Bugünlerde iktidar ne yaptığını ve yapacağını bilememenin kargaşası ve şaşkınlığı içinde. Çankaya’ya çıkan Atatürk’ü inkârcı zihniyet ona özenti toplantılar düzenliyor. Herhalde Atatürk’ü de en çok bu kahrederdi. Zira devletlerde makamlar kişilere göre değil, kişiler kendilerini makamlara göre ayarlamak zorundadır.
Hükümetin başı ise neredeyse, evde misiniz, bir maniniz yoksa geleyim diye telefonla arayıp sorduğu ülkeleri kapı kapı dolaşıyor. Nereye, neden gittiğini ve ne söyleyeceğini bilemiyor, sonradan, kendisinin bile inanmadığı bir neden icat ediyor.
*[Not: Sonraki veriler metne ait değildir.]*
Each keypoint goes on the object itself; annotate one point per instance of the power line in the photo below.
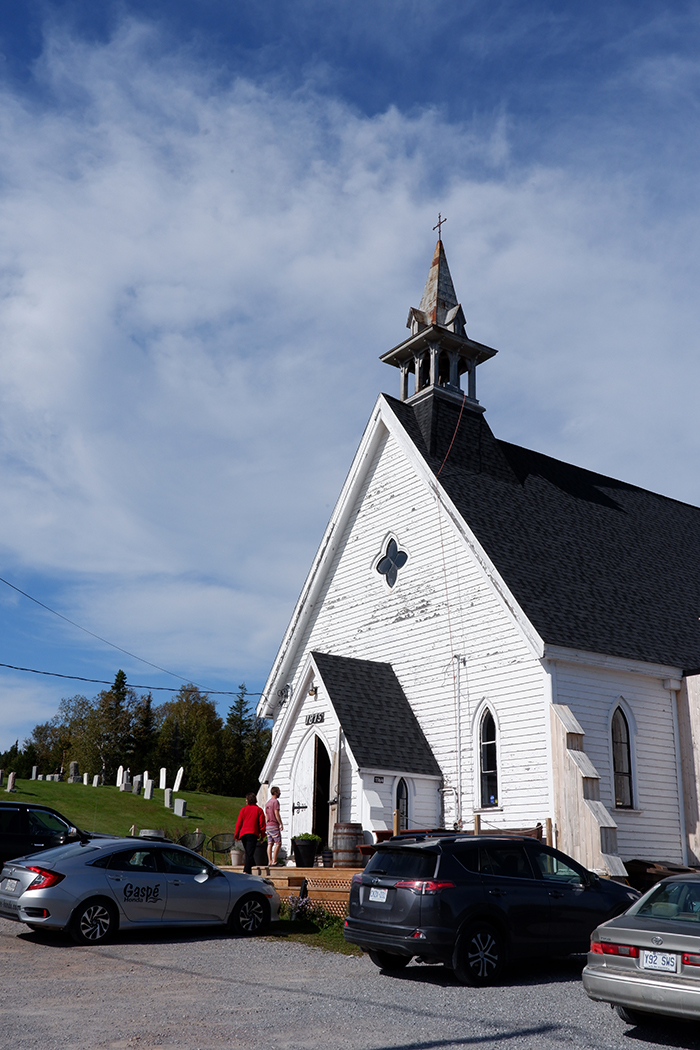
(100, 681)
(92, 635)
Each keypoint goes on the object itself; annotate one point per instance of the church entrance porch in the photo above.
(311, 790)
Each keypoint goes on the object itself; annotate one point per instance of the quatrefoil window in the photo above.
(393, 561)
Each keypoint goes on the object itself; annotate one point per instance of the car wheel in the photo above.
(387, 961)
(93, 922)
(250, 915)
(634, 1016)
(480, 954)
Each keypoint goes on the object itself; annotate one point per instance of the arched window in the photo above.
(621, 760)
(488, 761)
(402, 804)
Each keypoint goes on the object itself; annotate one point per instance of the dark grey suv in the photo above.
(473, 903)
(26, 828)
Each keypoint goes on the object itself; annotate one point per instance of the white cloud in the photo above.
(196, 282)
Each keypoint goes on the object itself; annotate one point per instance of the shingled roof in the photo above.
(376, 716)
(594, 563)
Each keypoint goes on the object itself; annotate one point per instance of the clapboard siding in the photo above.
(441, 592)
(654, 828)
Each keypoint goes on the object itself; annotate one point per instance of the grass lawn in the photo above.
(114, 812)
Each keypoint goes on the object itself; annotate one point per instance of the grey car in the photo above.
(647, 962)
(92, 888)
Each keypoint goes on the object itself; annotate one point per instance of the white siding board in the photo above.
(441, 591)
(654, 828)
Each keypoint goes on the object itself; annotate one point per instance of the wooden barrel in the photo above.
(346, 838)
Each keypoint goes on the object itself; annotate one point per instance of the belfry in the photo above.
(439, 352)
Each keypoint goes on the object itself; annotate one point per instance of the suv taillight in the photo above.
(603, 948)
(423, 887)
(44, 878)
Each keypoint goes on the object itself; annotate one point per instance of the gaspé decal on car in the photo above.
(142, 894)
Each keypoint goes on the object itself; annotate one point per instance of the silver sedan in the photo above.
(92, 888)
(648, 961)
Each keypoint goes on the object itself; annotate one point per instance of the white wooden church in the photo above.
(489, 631)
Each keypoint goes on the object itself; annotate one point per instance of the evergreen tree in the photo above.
(190, 736)
(246, 744)
(144, 734)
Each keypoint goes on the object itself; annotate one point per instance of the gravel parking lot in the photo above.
(161, 990)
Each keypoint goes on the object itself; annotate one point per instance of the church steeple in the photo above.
(439, 351)
(439, 300)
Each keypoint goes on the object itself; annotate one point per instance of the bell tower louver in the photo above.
(439, 352)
Herhalde, olağanüstü bir durumda ülke içinde yakalanmamak için.
Bu arada biz olaylara seyirciyken, Amerika hazırladığı Kürt ve PKK planını yürürlüğe koydu. Ankara’daki Amerikan Büyükelçisi Wilson’ın kendi kafasının doğrultusuna göre hareket ettiğini sanmıyorum. Büyük olasılıkla Washington’dan aldığı talimatı uyguluyor. Ancak ilginçtir, İktidar Partisinin Genel Başkanı ve Başbakanın etrafı Kürt danışmanlarla çevrili ve üyelerinin neredeyse üçte ikisi Kürt orijinliyken, bu işi partinin yerine kendileri götürmeye çalışıyorlar.
DTP’nin bu olaya tepki göstermesine de takılmayın. Bence o tepkiler sahte. Bu tepkinin danışıklı dövüş olduğu da çok açık. Dikkatinizi çekmiyor mu, DTP’nin yeniden yapılanması. Sokak gösterilerinin artması. Gösterilerin şekli. Sizlere bir şeyler hatırlatmıyor mu? Hani Filistin, Bosna, Lübnan, Gürcistan, Ukrayna’da sahneye konan türden, birbirine benzer olaylar, gösteriler gibi.
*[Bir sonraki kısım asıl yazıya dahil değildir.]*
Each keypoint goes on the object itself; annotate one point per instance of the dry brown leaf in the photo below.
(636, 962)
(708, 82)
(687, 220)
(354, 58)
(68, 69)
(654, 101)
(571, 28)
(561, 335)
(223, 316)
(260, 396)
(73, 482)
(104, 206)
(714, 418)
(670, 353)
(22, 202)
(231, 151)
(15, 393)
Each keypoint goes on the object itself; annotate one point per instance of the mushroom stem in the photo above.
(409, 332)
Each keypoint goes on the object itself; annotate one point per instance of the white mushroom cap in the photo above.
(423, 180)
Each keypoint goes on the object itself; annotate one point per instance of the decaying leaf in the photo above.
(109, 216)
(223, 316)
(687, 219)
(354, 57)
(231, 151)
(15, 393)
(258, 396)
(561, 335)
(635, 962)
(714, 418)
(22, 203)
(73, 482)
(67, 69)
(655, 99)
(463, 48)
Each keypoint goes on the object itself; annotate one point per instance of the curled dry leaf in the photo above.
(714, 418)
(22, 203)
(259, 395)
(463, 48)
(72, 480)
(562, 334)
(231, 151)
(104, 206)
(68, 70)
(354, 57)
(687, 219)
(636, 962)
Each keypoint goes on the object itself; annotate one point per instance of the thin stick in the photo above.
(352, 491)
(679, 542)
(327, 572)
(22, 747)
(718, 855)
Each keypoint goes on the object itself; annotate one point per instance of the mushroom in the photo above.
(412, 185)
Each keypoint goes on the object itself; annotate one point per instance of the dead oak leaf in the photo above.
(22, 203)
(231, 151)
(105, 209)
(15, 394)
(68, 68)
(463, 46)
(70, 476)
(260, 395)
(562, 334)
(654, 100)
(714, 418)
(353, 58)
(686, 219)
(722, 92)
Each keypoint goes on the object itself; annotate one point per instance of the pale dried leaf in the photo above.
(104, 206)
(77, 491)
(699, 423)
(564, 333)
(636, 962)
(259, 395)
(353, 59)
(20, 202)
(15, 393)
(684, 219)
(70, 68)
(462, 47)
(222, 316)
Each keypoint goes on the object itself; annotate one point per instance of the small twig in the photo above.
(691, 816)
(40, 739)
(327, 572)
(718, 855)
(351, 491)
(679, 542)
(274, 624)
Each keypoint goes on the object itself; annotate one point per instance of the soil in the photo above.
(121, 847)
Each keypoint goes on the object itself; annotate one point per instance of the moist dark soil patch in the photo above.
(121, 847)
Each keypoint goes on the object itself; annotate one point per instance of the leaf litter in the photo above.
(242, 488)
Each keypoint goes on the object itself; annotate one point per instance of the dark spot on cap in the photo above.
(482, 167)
Ali Babacan geçen hafta sonu Washington’a geldi ve Arap-İsrail barış konferansının neredeyse düzenlenmesini biz sağladık gibi laflar etti. Bu kadar yıl diplomasi muhabirliği yapınca, bu tür sözler sizi etkilemiyor. Nitekim Babacan’ın Beyaz Saray’daki yemekte masasında oturanların düzeyi, konferansta tek kelime Türkiye’nin adının geçmemesi, daha önce yaptığı açıklamayı anında yalanladı.
Babacan’ın söyledikleri arasında bazı noktalar dikkatimi çekti. Birincisi, Kuzey Irak’taki Barzani yönetimini,  “tanımadıklarını” söylemesi. Türk televizyonlarının ballandıra ballandıra anlattığı, Iraklı Kürtlerin PKK’ya karşı aldıkları önlemlerin hükümeti tatmin etmediği yolundaki sözler.  “Bağdat’taki hükümetin siyasi kararlılığı olmasına karşılık kuvvetinin olmaması, Iraklı Kürtlerin de kuvvetleri olmasına rağmen siyasi kararlılıklarının bulunmadığı”  açıklamaları, bence dikkat çekici.
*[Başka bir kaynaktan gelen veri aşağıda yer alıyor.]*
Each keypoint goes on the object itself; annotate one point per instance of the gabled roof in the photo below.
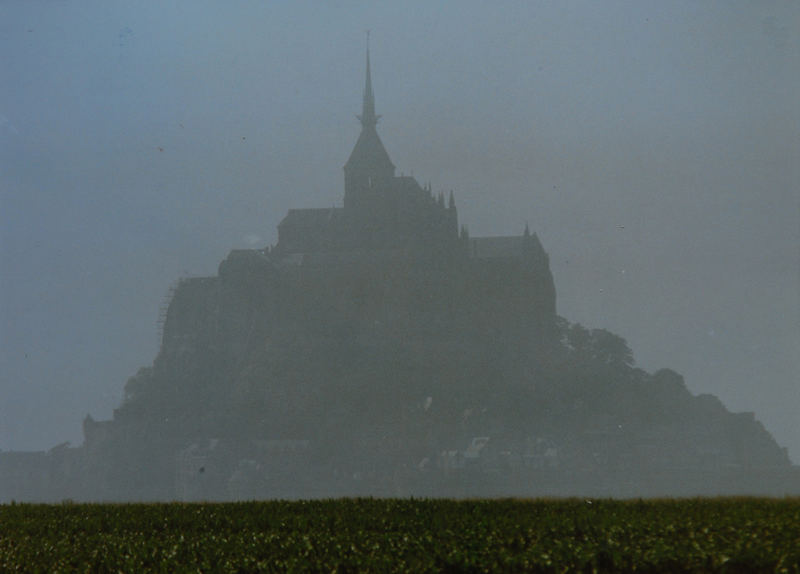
(370, 153)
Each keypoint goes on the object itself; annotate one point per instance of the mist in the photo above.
(651, 147)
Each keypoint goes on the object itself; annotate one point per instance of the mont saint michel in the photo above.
(378, 348)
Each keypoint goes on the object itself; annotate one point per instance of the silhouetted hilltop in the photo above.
(378, 349)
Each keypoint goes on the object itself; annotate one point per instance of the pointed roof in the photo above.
(369, 151)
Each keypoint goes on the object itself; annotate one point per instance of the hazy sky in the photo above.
(653, 146)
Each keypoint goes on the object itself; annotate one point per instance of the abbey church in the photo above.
(378, 350)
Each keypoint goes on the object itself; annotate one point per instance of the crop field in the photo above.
(694, 535)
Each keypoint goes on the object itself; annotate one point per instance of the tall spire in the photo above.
(368, 117)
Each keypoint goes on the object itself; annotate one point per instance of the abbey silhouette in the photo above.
(378, 349)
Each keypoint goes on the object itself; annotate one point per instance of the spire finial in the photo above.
(368, 117)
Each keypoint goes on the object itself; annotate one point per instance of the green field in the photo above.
(698, 535)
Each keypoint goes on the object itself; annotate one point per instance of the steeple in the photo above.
(368, 118)
(369, 167)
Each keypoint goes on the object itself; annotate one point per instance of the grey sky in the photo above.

Benim kendisine aktardığım, Washington’daki emekli Amerikalı istihbaratçıların, Türkiye’nin Irak’taki PKK yerleşimi ve aktiviteleri konusunda ABD’den çok daha iyi istihbaratı olmasına rağmen, yapılan istihbarat alışverişini anlayamadıkları yolundaki açıklamalarına verdiği yanıt:  “Buna cevap vermek de istihbarat olur”  sözü. 
Bugüne kadar yapılan bu alışveriş ile herhangi bir saldırı düzenlenmediğine göre, bence yapılan istihbarat alışverişi herhangi bir askeri operasyonda, Irak hava sahası ve sınırlarını kontrol eden ABD ile karşı karşıya gelmemek için düzenlenen bir koordinasyon çalışmasına benziyor.  Tahminim, şu anda ABD’nin işgali altındaki tek istikrarlı bölge olan Kuzey Irak’a göstermelik bir iki atış veya saldırı yapılır ama bu istikrarı zedeleyecek veya zarar verecek bir şey yapılmasına Washington izin vermez.